The stool slides with a horrible screech as he shoves it back under the island. He eyes the notebook with suspicion but doesn’t pick it up. He hasn’t used anything like that since the eighties. Nice joke, but why go back? Seems his laptop updates every other day. That’s how he likes it. 

His hands shake as he puts the empty water glasses in the sink. He scowls at himself. Time to get a grip. 

The space fills with the smell of buffalo sauce, steaming and popping with heat. He throws himself onto the sofa and bites into the first wing, not caring how hot it is. The notebook still sits on the counter. He soldiers through the wings, letting their untempered spice overwhelm his anger. 

By the time he’s blotting the cushions where juices have splattered, he’s more curious than anything. All but jogging back to the island, he opens the notebook. His stomach gives an unpleasant flip when he sees writing inside. “Welcome, Penitent,” it reads in fine, slanted writing. “Here’s where you’ll write about what brought you here. Write something every day until our next session. I won’t read it unless you ask me to, but you will write. Buen Camino!” They want him to keep…a diary? He flushes. ‘Diaries are for girls!,’ a little voice pipes up in the back of his mind. ‘Travel journal’ is more apt, he thinks, even though this is unnecessary.

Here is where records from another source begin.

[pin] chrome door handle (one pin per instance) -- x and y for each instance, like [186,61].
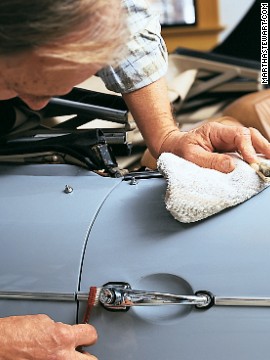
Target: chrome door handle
[116,296]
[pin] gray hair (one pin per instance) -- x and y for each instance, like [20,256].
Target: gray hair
[95,29]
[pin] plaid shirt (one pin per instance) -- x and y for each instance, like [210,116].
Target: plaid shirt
[146,61]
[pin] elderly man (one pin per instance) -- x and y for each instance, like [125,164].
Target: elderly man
[47,47]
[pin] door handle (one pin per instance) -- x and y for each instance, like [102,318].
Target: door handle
[120,296]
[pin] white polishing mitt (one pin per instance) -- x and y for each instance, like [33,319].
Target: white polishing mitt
[195,193]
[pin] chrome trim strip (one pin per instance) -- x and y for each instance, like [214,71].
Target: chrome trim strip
[42,296]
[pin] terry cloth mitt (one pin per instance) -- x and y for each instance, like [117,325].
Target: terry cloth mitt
[194,193]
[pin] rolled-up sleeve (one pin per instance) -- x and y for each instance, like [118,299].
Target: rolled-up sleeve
[146,58]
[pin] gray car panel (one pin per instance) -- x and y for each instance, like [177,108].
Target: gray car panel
[227,254]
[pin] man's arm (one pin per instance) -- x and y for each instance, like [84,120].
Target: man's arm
[37,337]
[151,110]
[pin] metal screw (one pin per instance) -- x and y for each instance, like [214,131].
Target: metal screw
[133,181]
[68,189]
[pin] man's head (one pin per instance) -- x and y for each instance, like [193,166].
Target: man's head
[48,46]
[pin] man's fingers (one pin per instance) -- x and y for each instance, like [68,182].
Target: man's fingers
[206,159]
[84,334]
[244,144]
[260,143]
[84,356]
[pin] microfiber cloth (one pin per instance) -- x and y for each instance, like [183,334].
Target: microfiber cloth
[195,193]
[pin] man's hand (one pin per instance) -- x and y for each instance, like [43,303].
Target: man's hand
[201,145]
[37,337]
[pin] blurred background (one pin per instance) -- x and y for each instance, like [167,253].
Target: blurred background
[198,24]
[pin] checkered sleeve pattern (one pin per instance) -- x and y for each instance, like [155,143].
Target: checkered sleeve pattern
[146,59]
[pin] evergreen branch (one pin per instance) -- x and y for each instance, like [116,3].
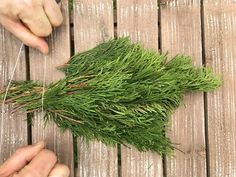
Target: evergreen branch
[117,92]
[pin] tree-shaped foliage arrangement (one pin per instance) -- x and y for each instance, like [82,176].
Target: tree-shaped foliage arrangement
[117,92]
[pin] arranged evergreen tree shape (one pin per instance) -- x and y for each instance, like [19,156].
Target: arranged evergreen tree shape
[117,92]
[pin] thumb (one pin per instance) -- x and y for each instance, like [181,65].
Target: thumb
[20,158]
[24,34]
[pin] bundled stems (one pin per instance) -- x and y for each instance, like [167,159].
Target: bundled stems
[117,92]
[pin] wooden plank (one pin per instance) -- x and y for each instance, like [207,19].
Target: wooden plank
[181,33]
[93,23]
[13,128]
[220,52]
[59,42]
[139,20]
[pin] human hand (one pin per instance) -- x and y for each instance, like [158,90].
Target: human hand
[33,161]
[30,20]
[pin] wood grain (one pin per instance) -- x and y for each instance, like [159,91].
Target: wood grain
[220,52]
[139,20]
[93,23]
[181,33]
[59,43]
[13,127]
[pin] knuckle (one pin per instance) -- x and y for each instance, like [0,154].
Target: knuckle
[20,150]
[45,32]
[58,22]
[29,172]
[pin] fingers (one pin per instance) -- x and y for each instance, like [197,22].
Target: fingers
[53,12]
[21,157]
[40,166]
[37,21]
[60,170]
[27,37]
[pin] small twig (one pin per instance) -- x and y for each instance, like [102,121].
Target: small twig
[68,118]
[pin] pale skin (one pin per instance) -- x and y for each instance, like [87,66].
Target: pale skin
[33,161]
[31,21]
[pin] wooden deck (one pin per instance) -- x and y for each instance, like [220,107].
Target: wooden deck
[204,129]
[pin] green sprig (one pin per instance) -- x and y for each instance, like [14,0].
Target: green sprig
[117,92]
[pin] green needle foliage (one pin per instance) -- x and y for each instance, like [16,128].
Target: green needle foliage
[117,92]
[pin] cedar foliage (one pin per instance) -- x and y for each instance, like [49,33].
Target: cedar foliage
[117,92]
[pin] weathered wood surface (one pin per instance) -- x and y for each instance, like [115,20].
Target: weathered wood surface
[181,33]
[139,20]
[204,131]
[13,128]
[220,47]
[61,143]
[93,23]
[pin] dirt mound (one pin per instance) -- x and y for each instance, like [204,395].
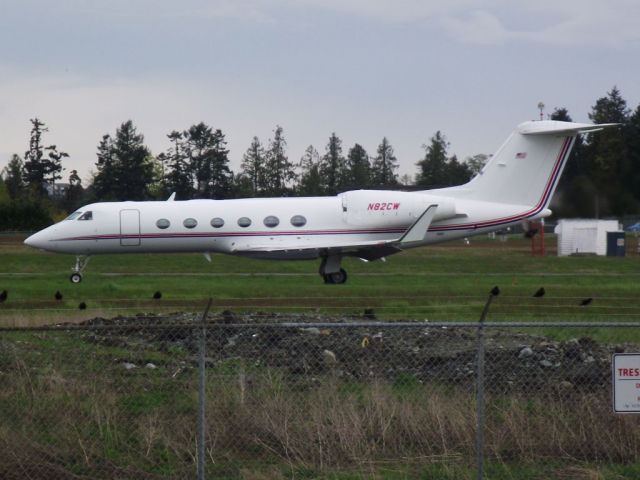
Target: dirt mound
[318,344]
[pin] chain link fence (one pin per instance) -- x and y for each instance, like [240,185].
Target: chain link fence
[310,396]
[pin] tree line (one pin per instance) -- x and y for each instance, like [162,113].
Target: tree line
[600,179]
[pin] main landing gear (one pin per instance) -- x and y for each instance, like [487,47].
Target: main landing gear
[81,263]
[330,270]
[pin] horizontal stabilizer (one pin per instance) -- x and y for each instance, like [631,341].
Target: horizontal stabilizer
[418,231]
[553,127]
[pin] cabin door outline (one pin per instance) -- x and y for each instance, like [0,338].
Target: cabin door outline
[130,228]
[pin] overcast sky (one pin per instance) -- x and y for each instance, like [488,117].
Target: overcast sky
[362,68]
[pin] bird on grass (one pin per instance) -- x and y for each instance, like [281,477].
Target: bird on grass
[539,293]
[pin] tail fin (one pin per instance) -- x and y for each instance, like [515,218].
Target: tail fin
[526,168]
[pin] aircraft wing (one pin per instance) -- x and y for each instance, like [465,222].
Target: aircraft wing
[367,250]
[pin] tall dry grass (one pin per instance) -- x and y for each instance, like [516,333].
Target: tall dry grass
[74,419]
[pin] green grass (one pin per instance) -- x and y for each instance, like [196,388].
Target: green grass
[444,282]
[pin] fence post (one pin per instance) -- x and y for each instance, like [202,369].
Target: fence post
[202,390]
[495,291]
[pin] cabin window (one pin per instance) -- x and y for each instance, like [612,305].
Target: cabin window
[217,222]
[271,221]
[163,223]
[298,221]
[190,222]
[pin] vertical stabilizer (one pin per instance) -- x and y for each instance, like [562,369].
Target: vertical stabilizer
[526,168]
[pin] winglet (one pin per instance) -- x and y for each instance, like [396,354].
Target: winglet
[418,231]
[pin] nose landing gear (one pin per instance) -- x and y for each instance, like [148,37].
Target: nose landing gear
[81,263]
[330,270]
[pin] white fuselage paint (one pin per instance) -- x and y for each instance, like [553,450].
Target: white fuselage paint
[515,186]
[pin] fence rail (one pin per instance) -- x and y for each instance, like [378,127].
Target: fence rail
[252,396]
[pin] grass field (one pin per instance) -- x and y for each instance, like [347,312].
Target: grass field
[444,282]
[70,409]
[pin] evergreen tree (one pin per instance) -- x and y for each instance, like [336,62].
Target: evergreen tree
[310,183]
[125,169]
[458,173]
[12,174]
[280,171]
[476,163]
[608,157]
[179,177]
[384,165]
[632,180]
[358,171]
[436,170]
[209,160]
[40,170]
[333,166]
[254,167]
[74,194]
[432,168]
[4,193]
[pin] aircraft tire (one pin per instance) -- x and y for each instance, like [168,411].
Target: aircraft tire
[338,277]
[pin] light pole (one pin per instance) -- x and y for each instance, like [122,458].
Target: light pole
[541,108]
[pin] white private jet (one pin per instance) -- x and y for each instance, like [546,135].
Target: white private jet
[515,186]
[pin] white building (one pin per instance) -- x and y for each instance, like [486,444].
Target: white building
[584,236]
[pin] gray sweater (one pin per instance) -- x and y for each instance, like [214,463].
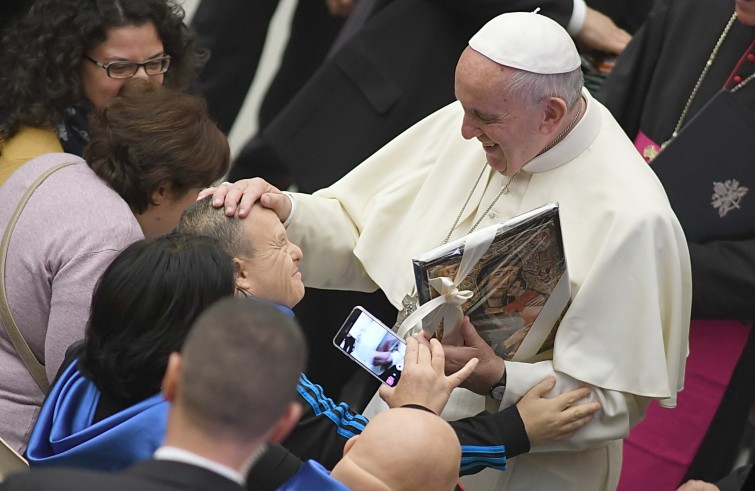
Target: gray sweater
[71,229]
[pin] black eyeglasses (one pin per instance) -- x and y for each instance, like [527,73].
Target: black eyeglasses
[127,69]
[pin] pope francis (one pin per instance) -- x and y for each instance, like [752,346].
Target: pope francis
[530,135]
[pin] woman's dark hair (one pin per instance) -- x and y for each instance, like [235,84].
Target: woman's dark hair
[150,136]
[41,53]
[143,307]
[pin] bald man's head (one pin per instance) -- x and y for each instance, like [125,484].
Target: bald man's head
[402,449]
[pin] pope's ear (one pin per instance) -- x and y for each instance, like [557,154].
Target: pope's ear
[553,115]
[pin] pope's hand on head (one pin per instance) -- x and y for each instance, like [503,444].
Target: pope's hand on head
[241,195]
[490,367]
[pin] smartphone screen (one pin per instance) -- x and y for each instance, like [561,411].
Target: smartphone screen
[370,343]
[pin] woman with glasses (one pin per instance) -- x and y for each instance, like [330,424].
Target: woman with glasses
[66,57]
[150,152]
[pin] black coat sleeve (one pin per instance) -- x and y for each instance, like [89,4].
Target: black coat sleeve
[626,88]
[723,280]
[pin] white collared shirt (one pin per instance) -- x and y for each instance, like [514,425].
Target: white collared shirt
[180,455]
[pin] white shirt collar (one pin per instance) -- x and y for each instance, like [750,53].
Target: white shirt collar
[180,455]
[581,136]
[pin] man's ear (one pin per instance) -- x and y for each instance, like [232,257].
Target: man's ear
[172,377]
[241,274]
[285,423]
[159,194]
[553,116]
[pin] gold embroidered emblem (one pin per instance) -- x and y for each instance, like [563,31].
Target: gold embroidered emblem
[727,195]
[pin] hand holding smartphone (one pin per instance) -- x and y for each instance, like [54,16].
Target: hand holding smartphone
[373,345]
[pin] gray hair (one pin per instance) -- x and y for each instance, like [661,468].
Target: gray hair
[201,218]
[532,88]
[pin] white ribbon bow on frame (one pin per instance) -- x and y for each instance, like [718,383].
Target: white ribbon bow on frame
[447,306]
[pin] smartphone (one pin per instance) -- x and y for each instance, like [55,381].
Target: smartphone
[371,344]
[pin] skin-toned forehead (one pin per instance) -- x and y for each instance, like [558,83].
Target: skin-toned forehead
[263,224]
[391,441]
[472,66]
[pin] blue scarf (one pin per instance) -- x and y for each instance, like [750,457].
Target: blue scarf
[65,434]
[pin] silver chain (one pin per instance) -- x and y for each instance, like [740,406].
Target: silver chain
[700,79]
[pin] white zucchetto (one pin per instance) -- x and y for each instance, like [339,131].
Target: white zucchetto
[527,41]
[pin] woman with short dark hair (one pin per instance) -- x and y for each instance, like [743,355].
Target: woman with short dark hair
[66,57]
[151,151]
[105,410]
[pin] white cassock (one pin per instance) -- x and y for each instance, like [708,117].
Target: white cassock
[625,333]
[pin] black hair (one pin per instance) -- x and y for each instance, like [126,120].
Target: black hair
[41,53]
[143,307]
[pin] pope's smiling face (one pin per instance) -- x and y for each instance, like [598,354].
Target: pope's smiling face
[508,129]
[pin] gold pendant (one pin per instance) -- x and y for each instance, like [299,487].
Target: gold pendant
[410,305]
[650,152]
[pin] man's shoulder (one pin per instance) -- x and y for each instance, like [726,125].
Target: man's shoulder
[69,479]
[312,476]
[150,475]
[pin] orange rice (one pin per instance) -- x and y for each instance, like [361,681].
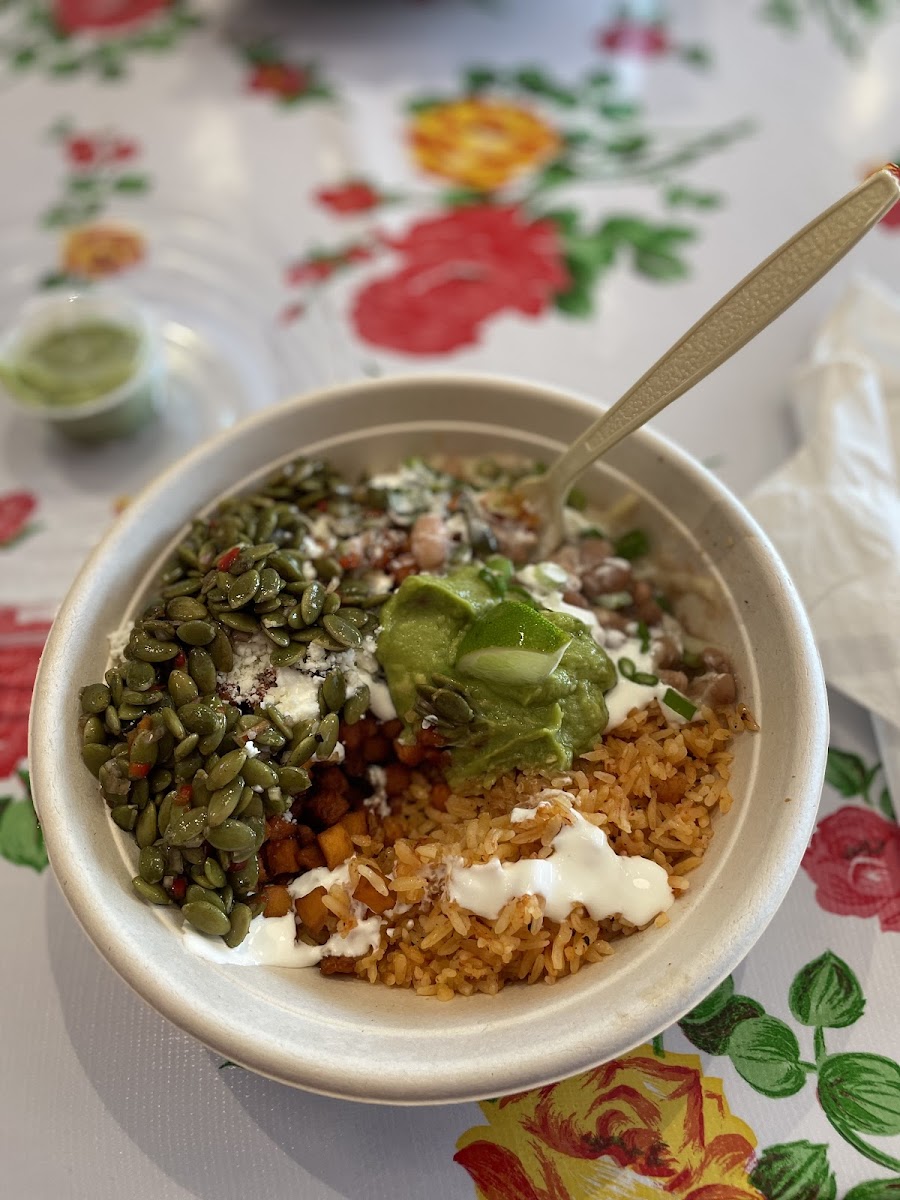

He will write? A new surge of anger wells up at the thought. He doesn’t need diaries or journals; what he needs is good old-fashioned corporal punishment. He’ll just put the notebook away somewhere and give it back next time. He pauses. Then, he pulls out the pen tucked in its binding. In glistening purple ink, he writes “I don’t need to write in this.” After a beat, he adds “sir.” Signing and dating, he claps it shut. He knows what to do. He’s going to show that Dominant exactly what he needs.